A limited ability to shunt away unfunded mandates is a useful thing to have. By having these restrictions along with the supermajority vote to override, this requires the Legislature to consider carefully the wisdom of new laws and executive branch agencies the same in regards to regulations (these, unlike with the Legislature, do not have an override procedure to impose them, meaning they would have to petition the Legislature to make them laws). It stops state policy-makers from unthinkingly chipping away at local government resources regarding the less-important areas of policy that do not feature important statewide objectives. Ultimately, it encourages better policy-making from the state.

But we cannot forget the nature and purposes of local government relative to the state. This is conditioned by Dillon’s Rule, affirmed nearly a century-and-a-half ago and reaffirmed since, that local governments serve as objects of state policy. Unlike the U.S. Constitution, which grants limited sovereignty to states, state constitutions are not designed to convey the same to local government. Instead, the state acts as the principal, making policy towards its ends, while local governments serve as the agent, implementing that policy. The relationship does not change even when a state (as can Louisiana) may grant home rule powers to certain jurisdictions.
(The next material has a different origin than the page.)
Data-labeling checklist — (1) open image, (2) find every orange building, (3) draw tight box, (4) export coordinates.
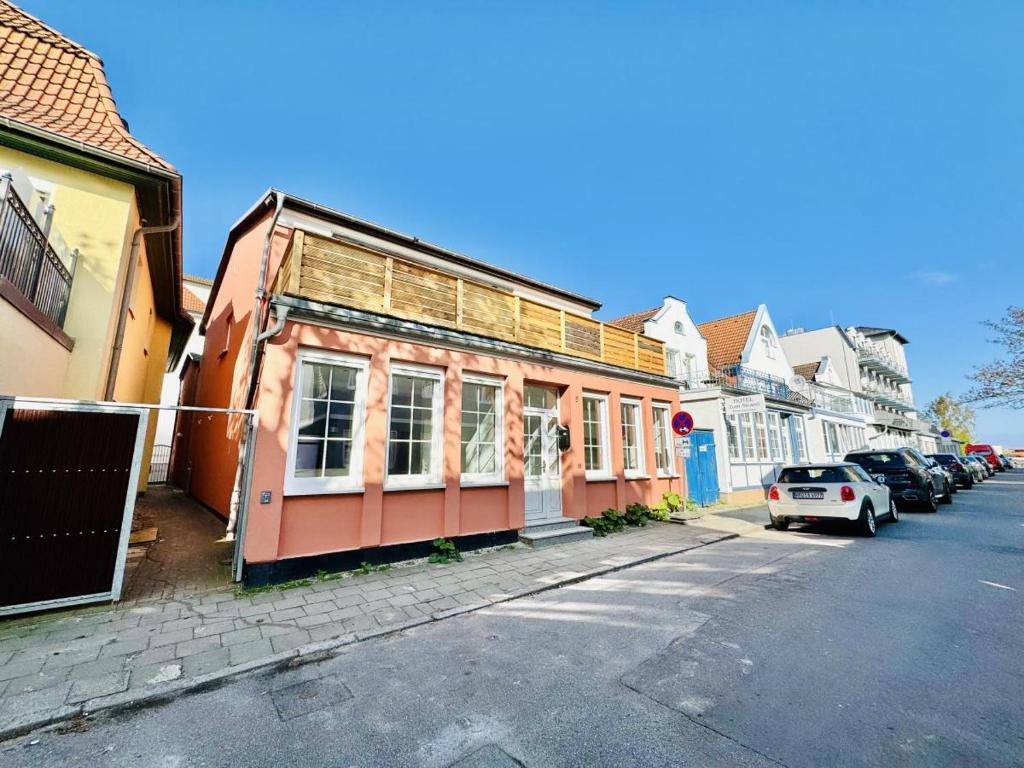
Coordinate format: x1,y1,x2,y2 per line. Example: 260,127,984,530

Thus, the state must retain wide latitude in its ability to enact policy through the use of its instruments, local governments. If this means having the option to have them pay costs of state actions, after careful deliberation as evidenced additionally by the present supermajority requirement to override, so be it. If enough of the people object, the political solution remains available: petition policy-makers to prevent or to reverse forcing an unfunded mandate, and if that does not succeed, vote them or those who appoint them out of office and replace them with compliant policy-makers.

The suggested amendment loses sight of this basic fact that local governments are creatures of the state, made to achieve state objectives. It would give local governments an autonomy that belies their very purpose and could be used as a tool to thwart the very purpose of the state as a governing instrument in our system of government. For example, in reference to schools educational reforms and to other local governments pension reforms would become more difficult to achieve (although Nevers has indicated he might tinker with elimination of the civil service exemption in another bill filing). Or, if the state’s policy-makers perceive that generally local governments are not operating efficiently and not setting priorities properly, this amendment would take away a tool the state could use to force them to work better.

Optimal governance requires understanding the roles that the various parts of a governing system play. This amendment forgets that, producing no good reason to put it into the Constitution.

1 comment:

Anonymous said...

I must quarrel with you. Local governments should NOT BE MADE to achieve state objectives.

Also, I see where Commissioner Kristy Nicholls has publicly asked where to spend one-time (non-recurring) money if not in the general operating budget.

Do these people think we are all idiots to be manipulated?

A simple suggestion for Ms. Nicholls: READ THE CONSTITUTION, which clearly sets forth where such monies can be spent.

Opps, I forgot. That's right; they don't have to follow the Constitution when they disagree with it. Sorry.

(By the way: How's that working for them in Court these days.)